Désespéré par la situation, mon petit ange secoue la tête, le visage caché dans une de ses mains. Il sait… Il sait tout comme moi que le Diablotin a raison… La famille ! Je ne peux pas décevoir mon père, ni mon grand père qui même s’il est de l’autre côté viendra me tirer les oreilles durant la nuit si j'abandonne. Le cœur lourd, j’écoute le discours d’Ezia me suppliant de participer à cette course, m'expliquant qu’elle n’a pas envie d’être un frein pour moi et qu’elle se sent totalement capable de conduire ce soir.

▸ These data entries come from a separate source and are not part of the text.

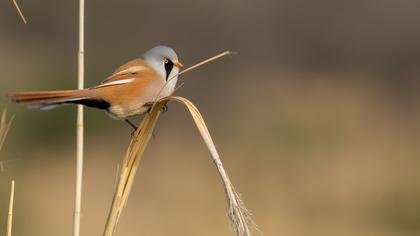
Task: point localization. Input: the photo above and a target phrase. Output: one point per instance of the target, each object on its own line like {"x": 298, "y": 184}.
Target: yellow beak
{"x": 178, "y": 64}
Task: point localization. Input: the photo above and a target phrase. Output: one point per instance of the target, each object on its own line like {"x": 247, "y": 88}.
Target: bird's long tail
{"x": 50, "y": 99}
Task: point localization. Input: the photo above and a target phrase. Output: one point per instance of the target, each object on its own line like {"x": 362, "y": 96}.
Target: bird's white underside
{"x": 117, "y": 82}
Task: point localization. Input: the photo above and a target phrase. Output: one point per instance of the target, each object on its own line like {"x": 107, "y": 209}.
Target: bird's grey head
{"x": 164, "y": 60}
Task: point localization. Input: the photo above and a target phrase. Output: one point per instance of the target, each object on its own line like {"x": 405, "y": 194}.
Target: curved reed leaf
{"x": 237, "y": 212}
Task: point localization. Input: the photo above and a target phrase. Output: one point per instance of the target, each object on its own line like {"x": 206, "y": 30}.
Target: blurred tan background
{"x": 316, "y": 118}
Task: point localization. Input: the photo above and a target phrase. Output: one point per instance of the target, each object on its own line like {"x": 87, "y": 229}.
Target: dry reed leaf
{"x": 4, "y": 127}
{"x": 237, "y": 212}
{"x": 10, "y": 212}
{"x": 19, "y": 11}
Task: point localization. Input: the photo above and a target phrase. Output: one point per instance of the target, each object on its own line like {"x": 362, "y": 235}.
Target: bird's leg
{"x": 165, "y": 108}
{"x": 132, "y": 125}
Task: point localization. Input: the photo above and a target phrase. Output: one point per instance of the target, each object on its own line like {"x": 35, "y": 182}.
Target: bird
{"x": 129, "y": 91}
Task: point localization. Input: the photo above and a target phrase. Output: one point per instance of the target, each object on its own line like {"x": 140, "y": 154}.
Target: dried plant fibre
{"x": 10, "y": 212}
{"x": 4, "y": 127}
{"x": 238, "y": 214}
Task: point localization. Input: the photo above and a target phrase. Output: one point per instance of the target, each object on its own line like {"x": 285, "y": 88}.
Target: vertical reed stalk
{"x": 80, "y": 131}
{"x": 10, "y": 214}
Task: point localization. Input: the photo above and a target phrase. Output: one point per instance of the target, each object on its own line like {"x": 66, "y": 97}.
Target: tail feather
{"x": 49, "y": 99}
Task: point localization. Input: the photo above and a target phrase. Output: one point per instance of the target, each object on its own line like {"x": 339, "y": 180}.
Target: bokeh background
{"x": 316, "y": 118}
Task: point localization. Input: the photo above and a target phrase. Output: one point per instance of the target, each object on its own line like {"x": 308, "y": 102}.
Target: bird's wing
{"x": 123, "y": 73}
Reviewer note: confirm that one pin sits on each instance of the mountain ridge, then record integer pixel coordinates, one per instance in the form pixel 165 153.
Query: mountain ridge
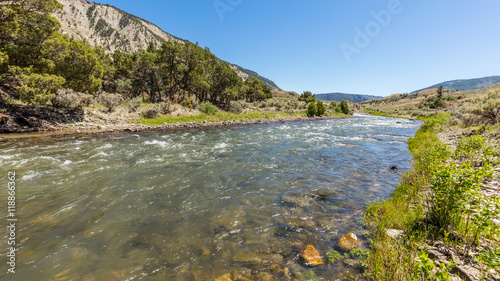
pixel 465 84
pixel 114 29
pixel 355 98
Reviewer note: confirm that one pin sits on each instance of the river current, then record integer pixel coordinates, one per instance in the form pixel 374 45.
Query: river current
pixel 198 204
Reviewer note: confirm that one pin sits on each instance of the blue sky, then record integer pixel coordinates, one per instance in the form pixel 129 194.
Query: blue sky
pixel 376 47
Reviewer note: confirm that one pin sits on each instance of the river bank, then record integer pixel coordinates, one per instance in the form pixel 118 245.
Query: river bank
pixel 430 229
pixel 98 129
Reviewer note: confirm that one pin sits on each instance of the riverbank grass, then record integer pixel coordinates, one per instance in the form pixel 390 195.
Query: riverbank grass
pixel 438 202
pixel 227 116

Je serais super performante ! finit-elle.

Ça j’en ai aucun doute… Mais quand tu verras Léo… Comment vas-tu réagir ? Cette question me brûle les lèvres, mais je ne peux pas la poser, putain. Puis de toute façon, au vu de sa course contre Caleb… je connais déjà la réponse. Tout ce qui touche à son frère fait totalement bloquer ma petite blonde…

Encore une fois, je sonde les iris de mes hommes et de mon cousin. Tayron a beau apprécier Ezia, elle n’est pas de notre famille… Sans lui demander, je connais déjà sa réponse : nous devons rouler ce soir, Ezia ou pas Ezia. Avant de donner mon verdict, je me fais une promesse.

Un jour Ezia… Un jour tu feras partie de ma famille… Tu seras complètement mienne et je n’aurais plus ce maudit choix à faire.

Prenant une longue inspiration je lance.

Nous participerons à cette course ce soir ! Par contre, je serai intransigeant là-dessus, en aucun cas on ne laisse Ezia toute seule ! C’est bien compris ?

Sans prononcer un seul mot l’ensemble de l’équipe acquiesce mon ordre.